Tegen de stroom in
In Paardeweide vormt de vistrap een verbinding tussen de Schelde en een rietatol van 30 hectare aan de oostkant van het overstromingsgebied. Bij eb kunnen vissen vanuit de Schelde tegen de stroom de trap op zwemmen. In de vistrap komen de vissen vast te zitten in de verschillende ‘trappen’ of bassins. Bij vloed stroomt er een beperkte hoeveelheid Scheldewater via een andere sluis binnen. Eens het water hoog genoeg staat, stijgt het boven de vistrappen uit en kunnen de vissen vanuit de bassins hogerop zwemmen, richting rietatol.
Giebels en garnalen
De vispassages van de Kalkense Meersen zijn populair bij een bonte verzameling vissen.
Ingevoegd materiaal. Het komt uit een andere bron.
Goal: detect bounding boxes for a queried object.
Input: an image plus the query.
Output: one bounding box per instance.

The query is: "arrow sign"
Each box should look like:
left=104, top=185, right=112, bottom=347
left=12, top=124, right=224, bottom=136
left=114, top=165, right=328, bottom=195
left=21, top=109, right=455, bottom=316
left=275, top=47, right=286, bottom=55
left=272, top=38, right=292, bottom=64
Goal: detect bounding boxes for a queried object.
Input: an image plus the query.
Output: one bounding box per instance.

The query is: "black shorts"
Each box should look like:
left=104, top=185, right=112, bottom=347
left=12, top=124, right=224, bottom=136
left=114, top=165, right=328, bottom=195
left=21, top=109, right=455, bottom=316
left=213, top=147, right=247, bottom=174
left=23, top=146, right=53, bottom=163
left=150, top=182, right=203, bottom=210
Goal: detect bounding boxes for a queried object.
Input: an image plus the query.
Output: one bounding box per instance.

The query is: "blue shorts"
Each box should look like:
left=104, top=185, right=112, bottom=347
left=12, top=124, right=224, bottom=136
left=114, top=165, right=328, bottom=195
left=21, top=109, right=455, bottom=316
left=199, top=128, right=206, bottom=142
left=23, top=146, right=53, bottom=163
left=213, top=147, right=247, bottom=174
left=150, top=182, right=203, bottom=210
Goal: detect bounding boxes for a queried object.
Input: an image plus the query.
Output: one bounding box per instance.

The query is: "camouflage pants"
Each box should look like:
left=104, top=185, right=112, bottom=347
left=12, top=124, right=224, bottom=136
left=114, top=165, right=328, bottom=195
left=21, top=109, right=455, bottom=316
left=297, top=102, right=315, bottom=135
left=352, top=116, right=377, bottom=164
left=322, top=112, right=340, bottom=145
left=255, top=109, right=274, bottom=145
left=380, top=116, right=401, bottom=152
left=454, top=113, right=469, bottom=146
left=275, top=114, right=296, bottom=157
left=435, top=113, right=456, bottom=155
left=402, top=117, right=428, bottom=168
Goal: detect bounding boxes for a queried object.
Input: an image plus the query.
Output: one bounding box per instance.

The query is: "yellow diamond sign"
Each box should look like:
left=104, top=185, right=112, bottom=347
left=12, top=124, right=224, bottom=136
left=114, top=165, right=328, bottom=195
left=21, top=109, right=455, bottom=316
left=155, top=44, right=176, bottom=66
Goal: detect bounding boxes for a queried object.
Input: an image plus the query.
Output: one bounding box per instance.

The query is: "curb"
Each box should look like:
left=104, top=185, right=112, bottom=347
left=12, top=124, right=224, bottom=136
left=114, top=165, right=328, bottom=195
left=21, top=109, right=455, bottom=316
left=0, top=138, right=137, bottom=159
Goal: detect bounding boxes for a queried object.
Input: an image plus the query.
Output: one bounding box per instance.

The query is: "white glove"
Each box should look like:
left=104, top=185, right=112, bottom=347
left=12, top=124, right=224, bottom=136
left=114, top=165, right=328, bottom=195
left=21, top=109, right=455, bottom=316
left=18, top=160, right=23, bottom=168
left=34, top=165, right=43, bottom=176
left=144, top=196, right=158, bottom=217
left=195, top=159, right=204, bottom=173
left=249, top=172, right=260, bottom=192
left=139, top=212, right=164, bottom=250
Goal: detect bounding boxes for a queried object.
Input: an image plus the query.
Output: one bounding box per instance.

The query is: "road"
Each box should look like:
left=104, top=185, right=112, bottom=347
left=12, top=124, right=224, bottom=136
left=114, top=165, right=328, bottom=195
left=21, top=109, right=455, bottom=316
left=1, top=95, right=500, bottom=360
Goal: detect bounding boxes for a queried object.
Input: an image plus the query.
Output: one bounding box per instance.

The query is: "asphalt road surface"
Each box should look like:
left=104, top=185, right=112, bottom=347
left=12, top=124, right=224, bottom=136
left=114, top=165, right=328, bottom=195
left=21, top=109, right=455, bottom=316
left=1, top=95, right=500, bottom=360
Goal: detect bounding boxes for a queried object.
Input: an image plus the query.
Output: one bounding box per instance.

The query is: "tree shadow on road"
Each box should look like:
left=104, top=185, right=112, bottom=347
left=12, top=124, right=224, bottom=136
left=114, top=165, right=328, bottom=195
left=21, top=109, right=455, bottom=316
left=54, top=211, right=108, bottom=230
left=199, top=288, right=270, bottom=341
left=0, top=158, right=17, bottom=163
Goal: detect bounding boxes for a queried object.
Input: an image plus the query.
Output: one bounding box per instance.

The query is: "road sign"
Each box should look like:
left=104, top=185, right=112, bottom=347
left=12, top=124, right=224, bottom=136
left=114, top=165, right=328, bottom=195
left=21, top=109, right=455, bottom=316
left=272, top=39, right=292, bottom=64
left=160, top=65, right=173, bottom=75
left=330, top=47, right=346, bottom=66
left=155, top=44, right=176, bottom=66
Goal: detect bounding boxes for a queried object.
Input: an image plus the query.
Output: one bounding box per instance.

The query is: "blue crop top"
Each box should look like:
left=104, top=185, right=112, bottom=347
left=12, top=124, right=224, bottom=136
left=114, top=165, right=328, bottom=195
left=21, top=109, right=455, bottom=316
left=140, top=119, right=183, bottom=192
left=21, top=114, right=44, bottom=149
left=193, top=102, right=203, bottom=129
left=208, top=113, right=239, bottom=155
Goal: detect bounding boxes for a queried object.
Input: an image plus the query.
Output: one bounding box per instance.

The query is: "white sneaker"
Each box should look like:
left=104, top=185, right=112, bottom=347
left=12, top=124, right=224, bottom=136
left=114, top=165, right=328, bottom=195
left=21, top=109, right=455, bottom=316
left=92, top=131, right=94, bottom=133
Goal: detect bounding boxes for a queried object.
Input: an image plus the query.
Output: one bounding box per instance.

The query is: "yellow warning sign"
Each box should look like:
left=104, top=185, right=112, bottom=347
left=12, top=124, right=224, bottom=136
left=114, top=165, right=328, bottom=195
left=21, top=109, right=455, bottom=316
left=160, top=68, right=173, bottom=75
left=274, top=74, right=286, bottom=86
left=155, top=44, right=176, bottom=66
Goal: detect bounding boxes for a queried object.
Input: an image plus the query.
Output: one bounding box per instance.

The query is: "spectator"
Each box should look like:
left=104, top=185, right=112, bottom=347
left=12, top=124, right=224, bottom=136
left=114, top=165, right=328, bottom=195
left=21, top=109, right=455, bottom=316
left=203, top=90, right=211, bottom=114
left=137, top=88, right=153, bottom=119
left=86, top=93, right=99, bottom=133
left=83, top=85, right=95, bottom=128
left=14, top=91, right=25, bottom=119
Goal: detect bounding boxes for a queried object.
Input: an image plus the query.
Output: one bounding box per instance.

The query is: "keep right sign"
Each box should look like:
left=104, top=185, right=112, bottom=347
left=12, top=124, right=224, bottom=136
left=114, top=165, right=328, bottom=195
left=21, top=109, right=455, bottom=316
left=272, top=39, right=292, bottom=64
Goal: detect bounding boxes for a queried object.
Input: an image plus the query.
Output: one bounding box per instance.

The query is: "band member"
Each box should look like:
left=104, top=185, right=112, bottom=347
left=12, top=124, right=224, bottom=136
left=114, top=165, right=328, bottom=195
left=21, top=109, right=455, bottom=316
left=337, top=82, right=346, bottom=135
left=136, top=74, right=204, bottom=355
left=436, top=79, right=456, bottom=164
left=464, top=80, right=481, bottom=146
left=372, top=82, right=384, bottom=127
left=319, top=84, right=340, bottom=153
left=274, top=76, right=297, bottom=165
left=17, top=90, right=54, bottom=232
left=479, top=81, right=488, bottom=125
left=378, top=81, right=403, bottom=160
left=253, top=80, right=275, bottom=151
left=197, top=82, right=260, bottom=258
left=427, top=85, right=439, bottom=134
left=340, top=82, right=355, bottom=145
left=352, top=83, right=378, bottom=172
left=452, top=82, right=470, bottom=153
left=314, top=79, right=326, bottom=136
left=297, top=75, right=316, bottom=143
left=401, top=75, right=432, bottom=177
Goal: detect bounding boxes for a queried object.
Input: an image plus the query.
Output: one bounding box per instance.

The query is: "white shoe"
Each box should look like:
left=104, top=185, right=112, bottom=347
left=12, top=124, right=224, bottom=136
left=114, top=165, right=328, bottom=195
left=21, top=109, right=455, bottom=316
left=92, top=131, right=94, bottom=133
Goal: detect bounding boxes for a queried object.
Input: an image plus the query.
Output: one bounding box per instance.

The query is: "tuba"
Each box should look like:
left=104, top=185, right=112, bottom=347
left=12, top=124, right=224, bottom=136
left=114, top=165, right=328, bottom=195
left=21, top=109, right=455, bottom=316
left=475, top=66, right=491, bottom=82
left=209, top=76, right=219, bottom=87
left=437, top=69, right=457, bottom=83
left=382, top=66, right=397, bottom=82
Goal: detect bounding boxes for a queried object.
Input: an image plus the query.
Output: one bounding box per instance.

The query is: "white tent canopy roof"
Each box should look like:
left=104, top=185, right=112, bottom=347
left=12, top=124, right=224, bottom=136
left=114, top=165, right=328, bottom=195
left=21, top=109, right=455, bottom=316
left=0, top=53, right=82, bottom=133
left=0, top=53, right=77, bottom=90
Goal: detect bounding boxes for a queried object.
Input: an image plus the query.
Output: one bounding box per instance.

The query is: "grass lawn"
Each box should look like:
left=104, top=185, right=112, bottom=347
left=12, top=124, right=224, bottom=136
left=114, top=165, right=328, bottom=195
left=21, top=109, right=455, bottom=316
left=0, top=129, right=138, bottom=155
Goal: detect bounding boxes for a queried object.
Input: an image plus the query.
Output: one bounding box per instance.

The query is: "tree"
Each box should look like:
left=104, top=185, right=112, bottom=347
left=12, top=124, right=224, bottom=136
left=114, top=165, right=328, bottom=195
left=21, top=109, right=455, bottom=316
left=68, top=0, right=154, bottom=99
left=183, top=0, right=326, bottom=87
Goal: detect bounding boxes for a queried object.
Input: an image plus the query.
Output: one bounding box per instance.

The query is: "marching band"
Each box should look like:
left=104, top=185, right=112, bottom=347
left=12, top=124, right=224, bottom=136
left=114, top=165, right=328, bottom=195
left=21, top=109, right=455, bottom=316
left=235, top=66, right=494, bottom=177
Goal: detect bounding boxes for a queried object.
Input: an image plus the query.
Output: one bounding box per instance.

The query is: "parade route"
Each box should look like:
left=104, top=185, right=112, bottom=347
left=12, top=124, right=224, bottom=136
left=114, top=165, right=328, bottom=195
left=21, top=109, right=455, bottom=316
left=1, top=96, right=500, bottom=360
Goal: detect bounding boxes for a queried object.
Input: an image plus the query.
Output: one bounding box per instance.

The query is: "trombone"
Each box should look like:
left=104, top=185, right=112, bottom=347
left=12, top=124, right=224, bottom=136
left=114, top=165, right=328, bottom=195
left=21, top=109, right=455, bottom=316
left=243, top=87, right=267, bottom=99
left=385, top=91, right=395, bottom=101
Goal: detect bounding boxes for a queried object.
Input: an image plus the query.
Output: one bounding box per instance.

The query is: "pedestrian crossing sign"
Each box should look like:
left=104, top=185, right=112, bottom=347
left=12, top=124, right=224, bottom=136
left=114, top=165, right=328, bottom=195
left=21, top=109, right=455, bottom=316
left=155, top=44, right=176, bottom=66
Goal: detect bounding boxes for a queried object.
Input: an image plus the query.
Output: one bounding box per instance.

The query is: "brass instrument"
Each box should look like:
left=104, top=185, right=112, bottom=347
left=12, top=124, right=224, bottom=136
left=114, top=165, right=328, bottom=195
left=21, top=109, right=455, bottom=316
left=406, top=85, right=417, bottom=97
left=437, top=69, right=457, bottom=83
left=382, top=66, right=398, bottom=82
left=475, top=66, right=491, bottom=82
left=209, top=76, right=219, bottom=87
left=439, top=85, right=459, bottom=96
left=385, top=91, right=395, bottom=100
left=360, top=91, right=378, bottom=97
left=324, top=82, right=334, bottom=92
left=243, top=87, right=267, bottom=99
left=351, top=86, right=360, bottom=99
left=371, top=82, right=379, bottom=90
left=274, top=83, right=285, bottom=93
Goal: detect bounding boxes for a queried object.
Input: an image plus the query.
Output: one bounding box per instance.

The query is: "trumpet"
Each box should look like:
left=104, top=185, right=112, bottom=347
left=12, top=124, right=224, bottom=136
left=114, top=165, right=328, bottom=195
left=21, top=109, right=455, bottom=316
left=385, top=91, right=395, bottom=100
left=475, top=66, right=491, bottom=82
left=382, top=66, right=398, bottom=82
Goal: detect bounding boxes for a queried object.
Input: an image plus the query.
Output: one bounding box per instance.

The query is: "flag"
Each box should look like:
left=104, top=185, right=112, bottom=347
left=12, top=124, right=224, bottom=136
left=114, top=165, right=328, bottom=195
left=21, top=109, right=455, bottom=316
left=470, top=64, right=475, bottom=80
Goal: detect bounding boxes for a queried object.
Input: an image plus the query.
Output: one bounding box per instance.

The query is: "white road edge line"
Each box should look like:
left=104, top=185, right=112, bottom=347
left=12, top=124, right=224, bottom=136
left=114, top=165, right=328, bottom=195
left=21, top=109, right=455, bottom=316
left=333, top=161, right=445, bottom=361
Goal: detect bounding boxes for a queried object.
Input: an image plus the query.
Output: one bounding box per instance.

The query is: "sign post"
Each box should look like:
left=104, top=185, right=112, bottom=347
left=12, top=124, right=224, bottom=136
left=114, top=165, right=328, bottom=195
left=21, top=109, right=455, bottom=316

Dankzij de twee knappe staaltjes waterbouwkunde vinden steeds meer (soorten) vissen hun weg naar de meersengebieden, waar ze voedsel vinden en een plek om te paaien. Duiken geregeld op: bot, paling, blankvoorn, giebel, snoekbaars, baars, winde, spiering, fint en kolblei. Ook enkele garnalensoorten hebben de oversteek gemaakt vanuit de Schelde. “Sinds de vistrap in werking is – juni 2014 – maken we uit proefvangsten op dat het visbestand stelselmatig uitbreidt. In de Kalkense Meersen hebben we er bewust voor gekozen om geen vissen uit te zetten, wel om de vissen op eigen kracht te laten migreren. En die aanpak werpt vruchten af”, zegt Dominiek Decleyre van het Agentschap voor Natuur en Bos.